Unser Leser Jürgen Kumlehn schickte uns folgenden Leserbrief zum Beitrag über Herzog Heinrich Julius. Diesen veröffentlichen wir wie immer, ungekürzt und unkommentiert.
Hexenverbrennung kein Ereignis?
Dass man 1613 einen verstorbenen Herzog mit allen möglichen Ehren und höfischem Pomp bestattete, gehört zur Geschichte einer Zeit, in der Recht und Menschenwürde das alleinige Privileg einer Kaste von Menschen war. Menschen außerhalb dieses Adels erhielten das Prädikat niedrig, sie waren rechtlose Untertanen.
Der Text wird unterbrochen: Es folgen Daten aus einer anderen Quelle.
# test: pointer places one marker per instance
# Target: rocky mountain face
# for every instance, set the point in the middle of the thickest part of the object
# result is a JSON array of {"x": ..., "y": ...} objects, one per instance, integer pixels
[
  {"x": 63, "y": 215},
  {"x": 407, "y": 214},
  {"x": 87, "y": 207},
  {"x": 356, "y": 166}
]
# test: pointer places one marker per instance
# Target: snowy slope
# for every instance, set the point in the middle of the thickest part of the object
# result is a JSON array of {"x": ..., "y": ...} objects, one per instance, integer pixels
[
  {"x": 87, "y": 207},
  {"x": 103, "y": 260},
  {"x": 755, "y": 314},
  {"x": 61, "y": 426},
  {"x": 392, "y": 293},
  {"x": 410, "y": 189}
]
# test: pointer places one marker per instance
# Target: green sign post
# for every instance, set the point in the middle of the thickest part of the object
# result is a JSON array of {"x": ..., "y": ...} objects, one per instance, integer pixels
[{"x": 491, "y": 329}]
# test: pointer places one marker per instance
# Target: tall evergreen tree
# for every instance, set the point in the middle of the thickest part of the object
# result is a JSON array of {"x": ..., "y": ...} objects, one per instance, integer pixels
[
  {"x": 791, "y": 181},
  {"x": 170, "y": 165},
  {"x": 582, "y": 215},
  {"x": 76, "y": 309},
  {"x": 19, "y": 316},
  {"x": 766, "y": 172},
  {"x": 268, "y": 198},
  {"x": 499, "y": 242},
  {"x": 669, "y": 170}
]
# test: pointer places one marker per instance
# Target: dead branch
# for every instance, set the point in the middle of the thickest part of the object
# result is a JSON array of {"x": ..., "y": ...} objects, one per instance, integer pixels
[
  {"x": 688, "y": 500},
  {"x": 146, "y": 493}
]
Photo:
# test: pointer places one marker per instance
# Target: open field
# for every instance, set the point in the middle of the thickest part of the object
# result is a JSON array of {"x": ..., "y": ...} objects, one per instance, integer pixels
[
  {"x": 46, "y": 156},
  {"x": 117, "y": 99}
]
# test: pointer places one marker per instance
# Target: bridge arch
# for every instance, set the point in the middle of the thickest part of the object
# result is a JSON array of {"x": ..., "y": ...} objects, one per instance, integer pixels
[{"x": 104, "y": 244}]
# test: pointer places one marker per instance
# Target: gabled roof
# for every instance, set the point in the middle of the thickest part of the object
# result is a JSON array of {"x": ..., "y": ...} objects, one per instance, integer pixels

In einer besonderen Weise erniedrigt wurden gerade im 16. und 17. Jahrhundert Männer und besonders Frauen, die unter dem Vorwurf der Zauberei verfolgt wurden. Sie wurden gefoltert und fast immer auf grausame Weisen hingerichtet. Dies geschah auch in Wolfenbüttel im 16. und 17. Jahrhundert.
Am Rand des Lechlumer Holzes auf dem Weg nach Stöckheim befand sich die Hinrichtungsstätte. Heute steht dort ein Gedenkstein mit einer Informationstafel, auf der unter anderem auch auf Herzog Heinrich Julius hingewiesen wird: Die Hexenverfolgungen hatten besonders während der Regierungszeit von Heinrich Julius (1589-1613) ein erschreckendes Ausmaß angenommen. So berichtet eine Chronik von 1590: In den Fasten dieses Jahres ließ der Herzog viele Hexenmeister und Zauberinnen zu Wolfenbüttel verbrennen, als wohin aus dem Landes Braunschweig, Göttingen und Calenbergischen Theils, alle Maleficanten zusammen gebracht und gerichtet wurden. Wie dann zu Wolfenbüttel öfters an einem Tag 10, 12 und mehr gebrant, und der Orts des Lecheln Holzes von den Zauberpfählen als ein kleiner Wald anzusehen gewesen.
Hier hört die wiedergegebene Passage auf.